Author Archive | Meise

40. Todestag von Wes Montgomery

Vor 40 Jahren, am 15. Juni 1968, starb Wes Montgomery an einem Herzinfarkt. Er war gerade 45 Jahre alt und stand musikalisch im Zenit seines Erfolges. Wie viele Jazz-Musiker starb Wes Montgomery vor seiner Zeit. Während die meisten aufgrund exzessiven Drogenkonsums den Tod fanden, war es bei Wes eine Mischung aus Jahrzehnten harter Arbeit, ungesunder Lebensweise und vermutlich einer Herzkrankheit, die nicht früh genug oder nicht ausreichend behandelt wurde.

Wes war Kettenraucher, es gibt kaum ein Foto, das ihn ohne Zigarette zeigt. Er war aber auch ein Schlafloser, der neben einem Daytime-Job noch zwei Club-Gigs in der Nacht machte, um seine schnell größer werdende Familie zu ernähren. Er hat diese Ochsentour viele Jahre in Indianopolis durchgezogen, das ist durch zahlreiche Zeitzeugen verbürgt. Und auch spätere Touren waren wohl kaum weniger anstrengend. Dieser Lebensweise hat Wes Montgomery am Ende Tribut gezollt.

Wes-Biograf Adrian Ingram hat von Zeitzeugen erfahren, dass Wes kurz vor seinem Tod Nitroglyzerin-Tabletten nahm bzw. aufhörte sie zu nehmen, um den Nebenwirkungen wie Kopfschmerz oder Müdigkeit zu entgehen. Für Freunde, so Ingram, sei es offensichtlich gewesen, dass Wes krank war. Sein Tod kam trotzdem plötzlich, am Morgen des 15. Juni. Wes war in seinem Haus, und seine Frau erinnert sich, er sei am Tisch zusammengebrochen und sei noch vor Ort gestorben. Andere Quellen berichten, Wes sei auf der Treppe seines Hauses zusammengebrochen und später im Krankenhaus gestorben.

Wie auch immer, mit Wes Montgomery hat der Jazz 1968 einen wegweisenden Musiker verloren. Sein Stil beeinflusst und prägt Gitarristen bis heute. Die Vitalität seiner Persönlichkeit spricht aus den Aufnahmen, die er hinterlassen hat. Am Ende seines Solos über das Coltrane-Stück Impressions, live aufgenommen 1965 im Halfnote Club in New York, hört man Wes Montgomery laut und schallend lachen.
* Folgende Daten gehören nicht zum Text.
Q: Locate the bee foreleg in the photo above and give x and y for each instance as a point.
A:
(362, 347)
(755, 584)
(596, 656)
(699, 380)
Es ist der Augenblick, in dem er weiß, dass er mit seiner Improvisation die äußerste Dynamik erreicht hat und sich nun zurück in das Thema fallen lässt, während seine Mitmusiker und Publikum loslassen und durchatmen können. Vielleicht ist man hier, am Höhepunkt von Impressions, dem Menschen Wes Montgomery am nächsten: Wes Montgomery war der Gitarrist, der lacht. Es gibt schlimmeres, was man über einen Menschen sagen kann.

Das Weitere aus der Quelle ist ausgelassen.